Der zu Unrecht fast vergessene Meienberg, der sich als Schreiber unbequemer Reportagen über die Vergangenheit und Gegenwart der Schweiz viele Feinde machte, sollte nicht irren. Mehr als eine Million Mal hat sich Martin Suters Debütroman Small World, den der damals 49-jährige Autor schließlich 1997 vorlegte, verkauft. 13 weitere, oft verfilmte Romane hat Suter seither geschrieben, die ihn zum auflagenstärksten Autor der Schweiz machten – und ihm in den Feuilletons den Ruf einbrachten, er fabriziere Fließband-Unterhaltungsliteratur. Was ihn wenig stört, "Kritiker kritisieren, ich schreibe – ich würde nicht tauschen wollen", meinte der 68-Jährige unlängst in einem Interview.

Schnelle Romane

Seinem Rezept, schnelle Romane mit gut geschmierten Plots zu schreiben, die gesellschaftliche Themen wie Alzheimer (Small World), Waffenschiebereien (Der Koch, 2010) oder kriminelle Machenschaften der Finanzindustrie (Montecristo, 2015) aufnehmen, ist Suter auch in seinem neuen Roman Elefant treu geblieben.
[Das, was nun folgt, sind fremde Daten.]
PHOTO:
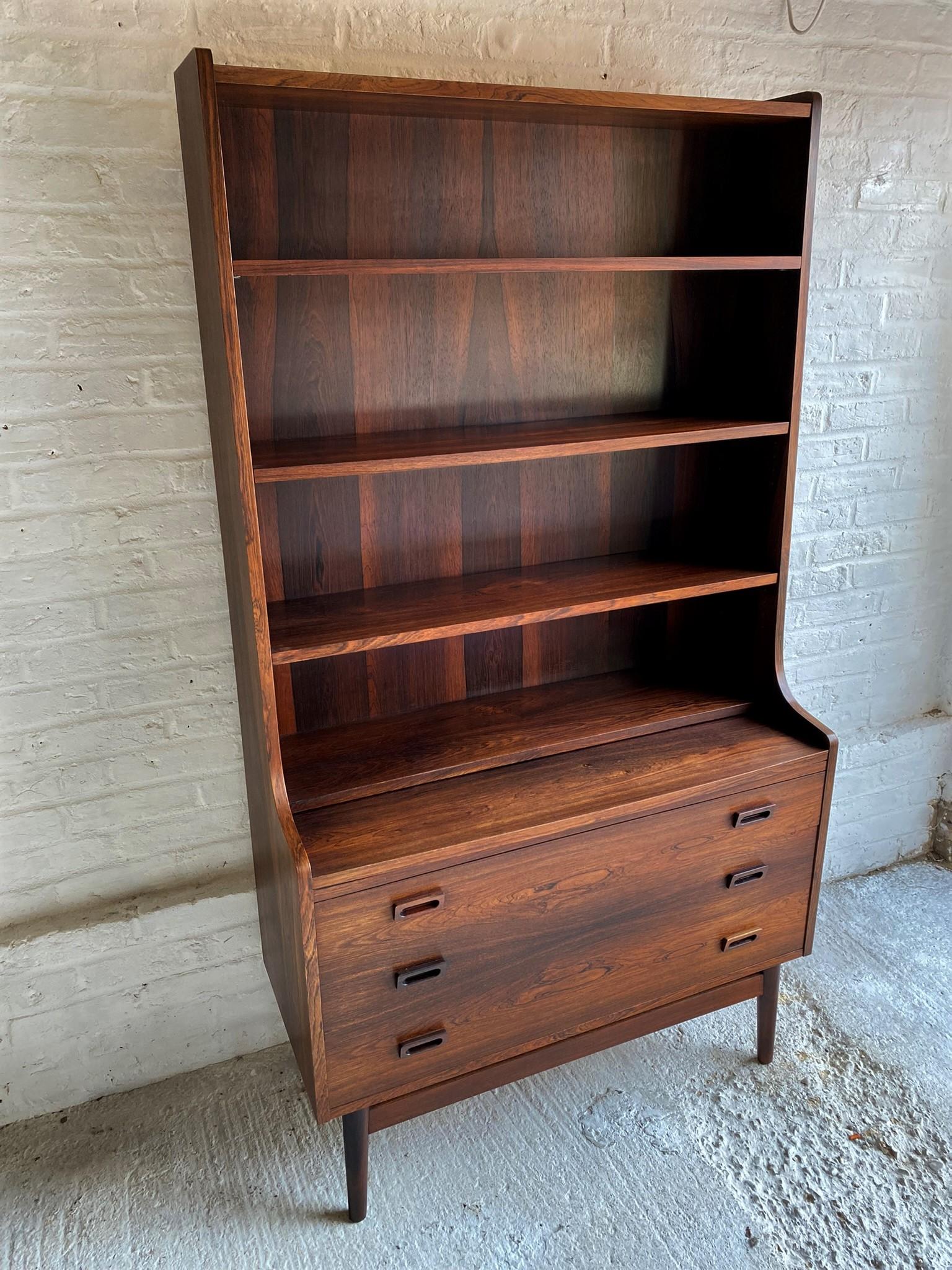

Das Buch spielt in Zürich, und wie in Montecristo wird das Rad der Handlung durch etwas angestoßen, das es gar nicht geben dürfte. Waren es in Montecristo zwei Hundertfrankenscheine mit der exakt gleichen Nummer, ist es im neuen Roman ein lebender, allerdings nur ca. 30 Zentimeter hoher rosa Elefant, der im Dunkeln leuchtet. Entstanden ist das Geschöpf durch Gentechnologie, seine Kleinheit aber scheint er einer Laune der Natur zu verdanken.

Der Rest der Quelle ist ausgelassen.